La COP22 de Marrakech est certainement passée à côté de l’essentiel, à savoir l’urgence de créer un gouvernement mondial du climat et celle de rendre les accords de Paris contraignants juridiquement.
On a préféré organiser une festival international du changement climatique et une foire mondiale du réchauffement de la planète. Cela n’est pas nouveau,  du temps du Protocole de Kyoto on a également sans cesse chercher à biaiser les négociations,  masquer les vrais enjeux.
Pendant ce temps,  le péril climatique est inéluctable,  inévitable puisqu’il est trop tard pour agir. Retour sur un processus qui a longtemps tergiversé , soufflant le chaud et le froid avant et après le protocole de Kyoto.
Le changement de trajectoire de l’humanité qui est en cours se fait en plusieurs phases. La première a été, par Kyoto, une reconnaissance sincère de la nécessité de réduire les émissions. Sous la pression des opinions publiques, les Etats ont fait un effort de formulation du problème, mais ils n’ont pas engagé les politiques de long terme cohérentes avec ce constat. On se met autour de la table, on commence à élaborer des instruments, mais on n’a pas encore mis en place de vrais plans de réduction. Il y a les mots, mais pas les actes !
Le pire, c’est  les Etats-Unis  qui ont longtemps servi  de prétexte aux autres pays pour ne pas agir !
Pourquoi les Etats-Unis, qui ont les technologies pour changer et disposent de grandes marges d’efficacité, ne parviennent-ils pas à évoluer politiquement ?
Aucun gouvernement n’a répondu à la critique faite il y a quelques années par Georges W. Bush, selon laquelle lutter contre l’effet de serre serait un handicap économique. L’ensemble du monde économique et politique partage au fond cette idée qui est fausse. L’effet de serre  oblige à faire des gains de productivité et de performance considérables. Les pays qui vont le plus tôt prendre en compte l’effet de serre gagneront en compétitivité. Mais dans ces domaines les changements de trajectoire sont forcément très longs : revoir l’ensemble des infrastructures et des transports et réhabiliter l’ensemble du patrimoine de logements nécessitent plusieurs générations.
Il y a deux types de pays : les pleins et les vides. Les pleins sont ceux d’Europe, ou le Japon, à densité de population forte et fortement attaquée par l’industrialisation, et qui n’ont plus de combustibles fossiles sur leur sol. Ils ont été extrêmement frappés par le choc pétrolier.
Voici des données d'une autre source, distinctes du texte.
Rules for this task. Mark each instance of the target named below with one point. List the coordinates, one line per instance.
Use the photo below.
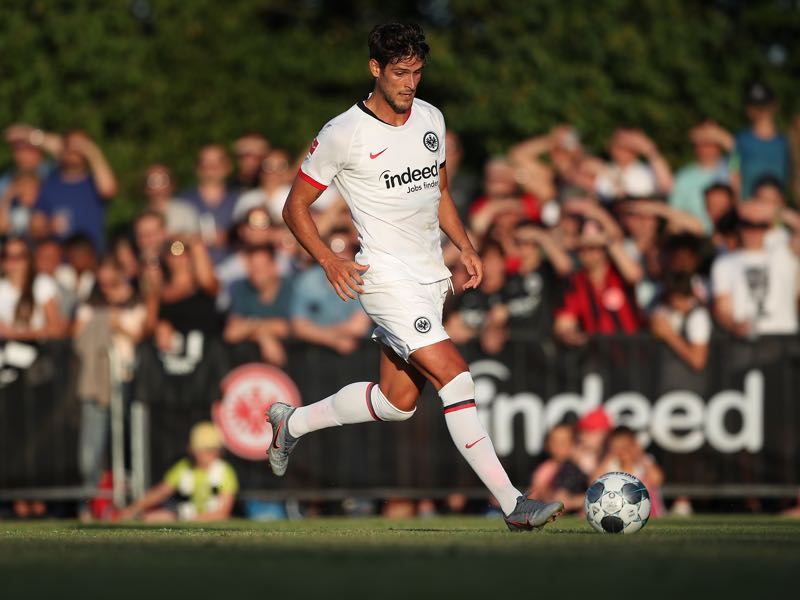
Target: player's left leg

La vraie rupture, pour eux, a été en 1973 : le constat que leur croissance économique dépendait de l’approvisionnement énergétique des autres pays et qu’ils devaient être plus efficaces.
Quand sont arrivés l’effet de serre et le protocole de Kyoto, ils étaient prêts, parce que les thérapies face à l’effet de serre sont les mêmes que celles employées face au choc pétrolier. En face, il y a les pays vides : Etats-Unis, Canada, Australie, Russie. Densité de population faible, mode de vie dispendieux, une nature sauvage encore importante, et donc un sentiment de l’environnement très différent qu’en Europe ou au Japon. Ils ont encore des quantités considérables de combustibles fossiles et n’ont pas eu à répondre aux chocs pétroliers. La négociation sur le climat fait que, pour la première fois, dans leur histoire, ils sont confrontés à une limite.
A partir du constat des limites de la planète, le protocole de Kyoto est important  car il organise un rationnement. Depuis le début de la révolution industrielle, on était dans une situation où le gâteau dont disposait l’humanité s’élargissait continûment, parce qu’on trouvait des ressources et des technologies supplémentaires.  Là, avec les émissions de CO2, on tombe sur un gâteau dont la taille doit diminuer. Il est plus difficile de parvenir à un accord pour limiter quelque chose que lorsqu’on est en perpétuelle expansion.
Par ailleurs, avec Kyoto, on est entré dans un système économique dans lequel les Etats fixent aux acteurs économiques des maxima d’émissions, à charge pour eux, pour réaliser ces réductions, d’investir ou d’acheter chez des voisins à travers un marché. Ce marché manifeste le retour du politique, dans le cadre des Nations unies. C’est un événement majeur. Quelles que soient les difficultés, il y aura un avant et un après Kyoto.
Pourtant, le protocole semble impuissant à changer la donne !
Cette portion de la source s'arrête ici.